To: Till Mossakowski <till@xxxxxxxxxxxxxxxxxxxxxxxx>, Upper Ontology Summit convention <uos-convene@xxxxxxxxxxxxxxxx>
Cc: Pat Hayes <phayes@xxxxxxx>
From: "John A. Bateman" <bateman@xxxxxxxxxxxxx>
Date: Wed, 01 Mar 2006 10:16:02 +0100
Message-id: <44056652.3020302@xxxxxxxxxxxxx>
Hi Till,    (01)

time really for your input on this issue: this is the typed/nontyped
question for CASL / Common Logic again. It would be good to have the
results of your considerations of the consequences / nonconsequences
of having strong typing in the language of choice wrt the
positions described below.    (02)

Best,
John.    (03)


-------- Original Message --------
Subject: Re: "Typed" CL
Date: Tue, 28 Feb 2006 17:22:52 -0600
From: Pat Hayes <phayes@xxxxxxx>
To: Bill Andersen <andersen@xxxxxxxxxxxxxxxxx>
CC: Chris Menzel <cmenzel@xxxxxxxx>,        Gruninger Michael 
<gruninger@xxxxxxxxxxxxxxx>,        "John A.Bateman" <bateman@xxxxxxxxxxxxx>
References: <D2A59CA5-3780-494B-AB11-6D9EFD10A795@xxxxxxxxxxxxxxxxx> 
<p06230900c02a70534e06@[10.100.0.25]> 
<0E2651A5-25FB-471D-9060-DA63B27D40FE@xxxxxxxxxxxxxxxxx>    (04)

>Hey Pat...
>
>You interpreted types semantically.  This was my first inclination 
>on hearing what John was after.
>
>We, at OW, have an axiom in our upper level (that includes types) 
>something like:
>
>       (forall (x) (exists (t) (and (Type t) (t x))))
>
>of course we interpret it specially in code and such but the idea is 
>similar to what you have below.
>
>Chris interpreted what John was asking for syntactically - a typed 
>non-logical lexicon    (05)

Well, CL doesn't have syntactic lexical typing: it is almost
aggressively un-typed in this sense, and deliberately so. But perhaps
unlike Chris M., I do not regard this as a big issue.

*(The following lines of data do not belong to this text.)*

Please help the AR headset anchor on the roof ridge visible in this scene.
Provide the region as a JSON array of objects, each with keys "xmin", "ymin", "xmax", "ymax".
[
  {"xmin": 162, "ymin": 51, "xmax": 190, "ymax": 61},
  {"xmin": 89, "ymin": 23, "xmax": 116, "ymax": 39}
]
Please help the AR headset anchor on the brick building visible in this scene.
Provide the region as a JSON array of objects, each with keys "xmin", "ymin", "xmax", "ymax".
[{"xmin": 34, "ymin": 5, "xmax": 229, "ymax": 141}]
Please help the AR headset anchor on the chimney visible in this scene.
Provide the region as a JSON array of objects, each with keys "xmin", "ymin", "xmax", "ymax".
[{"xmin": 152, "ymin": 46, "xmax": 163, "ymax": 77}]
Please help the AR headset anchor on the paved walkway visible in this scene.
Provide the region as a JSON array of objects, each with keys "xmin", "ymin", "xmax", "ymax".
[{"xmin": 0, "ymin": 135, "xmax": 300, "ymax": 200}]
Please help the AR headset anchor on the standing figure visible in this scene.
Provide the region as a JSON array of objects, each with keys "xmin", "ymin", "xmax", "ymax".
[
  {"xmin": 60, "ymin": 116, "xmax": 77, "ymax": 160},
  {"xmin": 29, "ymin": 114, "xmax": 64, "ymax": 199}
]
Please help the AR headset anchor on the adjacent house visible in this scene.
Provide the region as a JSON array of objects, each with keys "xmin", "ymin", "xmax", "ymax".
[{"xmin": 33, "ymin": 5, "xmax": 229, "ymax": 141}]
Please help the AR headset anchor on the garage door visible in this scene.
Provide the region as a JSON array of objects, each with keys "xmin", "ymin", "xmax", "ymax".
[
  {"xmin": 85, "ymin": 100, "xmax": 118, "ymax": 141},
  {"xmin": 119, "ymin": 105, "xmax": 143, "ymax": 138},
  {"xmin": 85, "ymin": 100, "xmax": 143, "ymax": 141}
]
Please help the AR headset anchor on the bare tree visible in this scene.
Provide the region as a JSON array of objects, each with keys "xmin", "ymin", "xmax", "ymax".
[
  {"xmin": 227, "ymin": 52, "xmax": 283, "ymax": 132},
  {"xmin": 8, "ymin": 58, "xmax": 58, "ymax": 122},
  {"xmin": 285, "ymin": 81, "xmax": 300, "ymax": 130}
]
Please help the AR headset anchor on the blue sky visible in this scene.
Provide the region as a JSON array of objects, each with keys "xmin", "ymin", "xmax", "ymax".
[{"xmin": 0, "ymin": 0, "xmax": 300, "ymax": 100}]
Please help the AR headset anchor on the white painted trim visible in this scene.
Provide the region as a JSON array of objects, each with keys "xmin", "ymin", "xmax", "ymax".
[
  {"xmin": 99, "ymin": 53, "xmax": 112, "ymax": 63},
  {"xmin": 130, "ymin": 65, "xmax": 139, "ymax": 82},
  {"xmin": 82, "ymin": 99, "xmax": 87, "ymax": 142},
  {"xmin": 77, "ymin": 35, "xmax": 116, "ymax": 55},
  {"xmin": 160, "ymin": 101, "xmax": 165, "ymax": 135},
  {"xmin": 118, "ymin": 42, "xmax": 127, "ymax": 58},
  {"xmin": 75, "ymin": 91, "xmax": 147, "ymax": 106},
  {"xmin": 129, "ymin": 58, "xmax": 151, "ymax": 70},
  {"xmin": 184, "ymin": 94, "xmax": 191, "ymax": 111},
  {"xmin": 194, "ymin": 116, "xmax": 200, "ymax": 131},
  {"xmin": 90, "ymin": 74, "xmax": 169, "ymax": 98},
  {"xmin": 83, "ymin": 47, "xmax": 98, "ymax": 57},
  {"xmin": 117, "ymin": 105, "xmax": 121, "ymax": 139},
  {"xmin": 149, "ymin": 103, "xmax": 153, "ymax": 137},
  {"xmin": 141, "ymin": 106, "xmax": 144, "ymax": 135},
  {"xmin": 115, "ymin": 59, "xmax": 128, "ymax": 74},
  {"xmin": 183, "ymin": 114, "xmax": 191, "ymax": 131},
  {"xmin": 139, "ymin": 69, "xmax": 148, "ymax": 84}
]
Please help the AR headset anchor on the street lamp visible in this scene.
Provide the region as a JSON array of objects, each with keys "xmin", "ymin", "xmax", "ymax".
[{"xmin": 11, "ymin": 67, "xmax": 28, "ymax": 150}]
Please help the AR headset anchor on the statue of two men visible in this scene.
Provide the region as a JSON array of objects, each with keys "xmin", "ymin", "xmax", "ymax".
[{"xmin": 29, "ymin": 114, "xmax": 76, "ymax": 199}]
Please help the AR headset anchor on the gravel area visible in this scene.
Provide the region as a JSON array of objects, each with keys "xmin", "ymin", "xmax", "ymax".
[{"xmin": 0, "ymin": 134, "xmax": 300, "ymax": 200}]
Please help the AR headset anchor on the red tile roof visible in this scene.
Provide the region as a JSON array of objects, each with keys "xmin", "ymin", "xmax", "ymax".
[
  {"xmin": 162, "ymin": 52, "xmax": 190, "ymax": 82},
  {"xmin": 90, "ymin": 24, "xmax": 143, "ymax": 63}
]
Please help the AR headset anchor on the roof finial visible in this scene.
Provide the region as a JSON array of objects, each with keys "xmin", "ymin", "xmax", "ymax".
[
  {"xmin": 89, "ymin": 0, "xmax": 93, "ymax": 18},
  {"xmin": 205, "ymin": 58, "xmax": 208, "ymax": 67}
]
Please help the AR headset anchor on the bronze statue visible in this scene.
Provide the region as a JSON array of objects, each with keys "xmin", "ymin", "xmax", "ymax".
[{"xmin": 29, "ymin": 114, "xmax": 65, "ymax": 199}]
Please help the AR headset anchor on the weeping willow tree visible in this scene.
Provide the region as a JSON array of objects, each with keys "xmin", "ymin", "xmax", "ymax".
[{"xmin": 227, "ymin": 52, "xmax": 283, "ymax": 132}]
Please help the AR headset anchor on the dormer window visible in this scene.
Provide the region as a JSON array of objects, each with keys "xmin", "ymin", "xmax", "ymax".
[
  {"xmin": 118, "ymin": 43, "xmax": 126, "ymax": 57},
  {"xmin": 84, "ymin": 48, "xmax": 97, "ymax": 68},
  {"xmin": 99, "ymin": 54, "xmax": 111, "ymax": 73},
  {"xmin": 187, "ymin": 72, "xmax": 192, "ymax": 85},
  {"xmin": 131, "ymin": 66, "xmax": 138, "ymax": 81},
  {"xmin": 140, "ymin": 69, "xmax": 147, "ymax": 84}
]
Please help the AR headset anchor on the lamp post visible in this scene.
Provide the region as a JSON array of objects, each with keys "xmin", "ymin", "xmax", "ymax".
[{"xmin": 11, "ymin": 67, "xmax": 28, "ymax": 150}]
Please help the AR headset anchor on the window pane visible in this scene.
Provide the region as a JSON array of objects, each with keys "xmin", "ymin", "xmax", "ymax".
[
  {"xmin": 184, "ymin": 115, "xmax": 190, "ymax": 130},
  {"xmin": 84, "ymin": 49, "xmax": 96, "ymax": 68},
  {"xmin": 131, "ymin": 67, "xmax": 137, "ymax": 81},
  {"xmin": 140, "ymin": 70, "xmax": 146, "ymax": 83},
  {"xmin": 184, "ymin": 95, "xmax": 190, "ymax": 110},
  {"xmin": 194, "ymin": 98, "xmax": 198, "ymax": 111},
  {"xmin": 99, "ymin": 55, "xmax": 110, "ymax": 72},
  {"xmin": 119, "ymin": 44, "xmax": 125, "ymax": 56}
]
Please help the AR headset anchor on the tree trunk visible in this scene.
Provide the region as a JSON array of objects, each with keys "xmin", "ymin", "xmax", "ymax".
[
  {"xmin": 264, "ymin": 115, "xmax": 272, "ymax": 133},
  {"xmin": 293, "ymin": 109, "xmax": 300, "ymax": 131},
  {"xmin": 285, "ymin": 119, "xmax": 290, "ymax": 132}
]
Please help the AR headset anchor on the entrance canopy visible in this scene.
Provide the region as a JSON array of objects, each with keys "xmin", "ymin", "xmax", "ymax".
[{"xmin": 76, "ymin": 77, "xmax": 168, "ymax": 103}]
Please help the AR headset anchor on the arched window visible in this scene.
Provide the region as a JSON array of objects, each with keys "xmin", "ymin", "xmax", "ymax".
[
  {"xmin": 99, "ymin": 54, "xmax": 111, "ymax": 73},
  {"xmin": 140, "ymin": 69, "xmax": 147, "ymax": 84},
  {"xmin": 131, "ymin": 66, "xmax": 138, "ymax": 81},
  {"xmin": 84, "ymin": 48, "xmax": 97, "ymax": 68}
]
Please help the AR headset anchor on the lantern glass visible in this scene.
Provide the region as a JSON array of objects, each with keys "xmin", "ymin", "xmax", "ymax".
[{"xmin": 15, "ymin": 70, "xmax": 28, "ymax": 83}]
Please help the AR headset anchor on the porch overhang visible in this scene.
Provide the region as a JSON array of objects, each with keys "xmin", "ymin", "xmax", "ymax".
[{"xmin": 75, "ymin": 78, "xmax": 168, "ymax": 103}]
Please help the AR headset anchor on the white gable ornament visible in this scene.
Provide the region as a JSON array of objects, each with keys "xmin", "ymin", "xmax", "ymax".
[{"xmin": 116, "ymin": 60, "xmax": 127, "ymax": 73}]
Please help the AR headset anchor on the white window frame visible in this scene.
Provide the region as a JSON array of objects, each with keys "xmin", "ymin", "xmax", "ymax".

As far as I can
see, the only operational difference between syntactic and semantic
typing is whether you get a type error message from a parser or a
reasoner. If you are willing to use special-purpose reasoners to
check types, this hardly seems like an important operational
distinction, even though it looms large in traditional logical
discussions. So if John wants strong lexical typing, I'd like to ask
him: what for? If he wants it merely as a discipline for
axiom-writers, then he can have it for that in CL: its a set of
conventions for writing axioms in a certain style. If he wants it
also to be machine-checkable, then he can have that in CL if he
agrees on a style of encoding his typing into CL, e.g. along the
lines suggested, and is willing to write a John-type-legality-checker
as a special-purpose CL reasoner, perhaps one to be applied before
others are used. I am willing to bet an expensive dinner that the
work required to write such a special-purpose reasoner for the
CL-embedded type theories, and that required to write a type-checking
parser for the lexically typed language, will not differ by a
significant amount (since they will use the same algorithm).    (06)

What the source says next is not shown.